As a single dad and someone who works full time, things can get extremely hectic in life. I thought I’d write a short post that’s a bit more organic and about how my weekend felt like this morning.
I sometimes hate the rain. I sometimes hate the sound of it, the heavy gloom that it brings and the fact that I won’t get a chance to go hiking or running without getting drenched. I sometimes complain and bitch about how it sucks that it rains for about 30% of the year in Vancouver, BC but this morning I felt very differently about it.
I got up at around 8:30 am and while my teenage son was still asleep, I decided to go for a short walk in the rain to the nearby coffee shop.

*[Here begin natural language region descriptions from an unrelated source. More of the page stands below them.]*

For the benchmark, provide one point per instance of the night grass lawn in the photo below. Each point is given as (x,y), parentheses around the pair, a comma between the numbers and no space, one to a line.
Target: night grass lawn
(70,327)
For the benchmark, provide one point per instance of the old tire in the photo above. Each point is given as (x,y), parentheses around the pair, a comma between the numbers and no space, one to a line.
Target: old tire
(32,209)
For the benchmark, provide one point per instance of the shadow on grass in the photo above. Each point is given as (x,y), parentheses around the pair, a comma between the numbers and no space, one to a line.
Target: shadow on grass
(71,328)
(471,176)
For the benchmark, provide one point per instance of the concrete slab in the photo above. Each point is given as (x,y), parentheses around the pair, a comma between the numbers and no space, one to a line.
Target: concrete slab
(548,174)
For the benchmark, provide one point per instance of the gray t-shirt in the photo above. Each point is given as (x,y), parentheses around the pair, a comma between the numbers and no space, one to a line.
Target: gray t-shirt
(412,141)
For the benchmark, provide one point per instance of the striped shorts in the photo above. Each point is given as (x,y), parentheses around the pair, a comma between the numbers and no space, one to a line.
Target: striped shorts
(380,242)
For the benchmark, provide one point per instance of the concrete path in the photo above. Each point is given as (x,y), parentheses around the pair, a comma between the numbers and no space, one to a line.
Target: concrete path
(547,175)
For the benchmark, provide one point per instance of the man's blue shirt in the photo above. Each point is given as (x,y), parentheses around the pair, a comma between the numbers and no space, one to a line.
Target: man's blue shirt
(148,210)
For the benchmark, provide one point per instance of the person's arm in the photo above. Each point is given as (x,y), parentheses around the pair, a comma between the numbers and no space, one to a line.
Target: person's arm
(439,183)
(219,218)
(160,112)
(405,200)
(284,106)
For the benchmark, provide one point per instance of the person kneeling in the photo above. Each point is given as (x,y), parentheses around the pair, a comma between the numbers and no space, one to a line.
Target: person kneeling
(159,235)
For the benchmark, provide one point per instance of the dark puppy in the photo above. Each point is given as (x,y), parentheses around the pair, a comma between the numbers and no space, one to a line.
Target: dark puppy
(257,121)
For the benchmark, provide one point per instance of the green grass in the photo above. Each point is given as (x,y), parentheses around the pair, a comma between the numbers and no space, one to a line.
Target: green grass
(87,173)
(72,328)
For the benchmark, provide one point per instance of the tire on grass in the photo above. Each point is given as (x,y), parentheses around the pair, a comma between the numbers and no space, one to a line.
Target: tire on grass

Some lovely memories popped up in my head as I went for that stroll. I started thinking about Oregon for some reason. I’m in love with that state maybe because I have so many great memories there. I’ve taken roadtrips there, camped in yurts, camped in cabins, stayed at the McMenamins Kennedy school/hotel in Portland (check it out! It’s really cool…it was a school that’s converted to a themed hotel), watched a live NBA basketball game, drove endlessly along the scenic and gorgeous coast nestled by towering trees, surfed, sandboarded, shopped tax-free, rode dune buggies on the beach, drove to the California state border, dined at food trucks and so many great eateries and the list is endless!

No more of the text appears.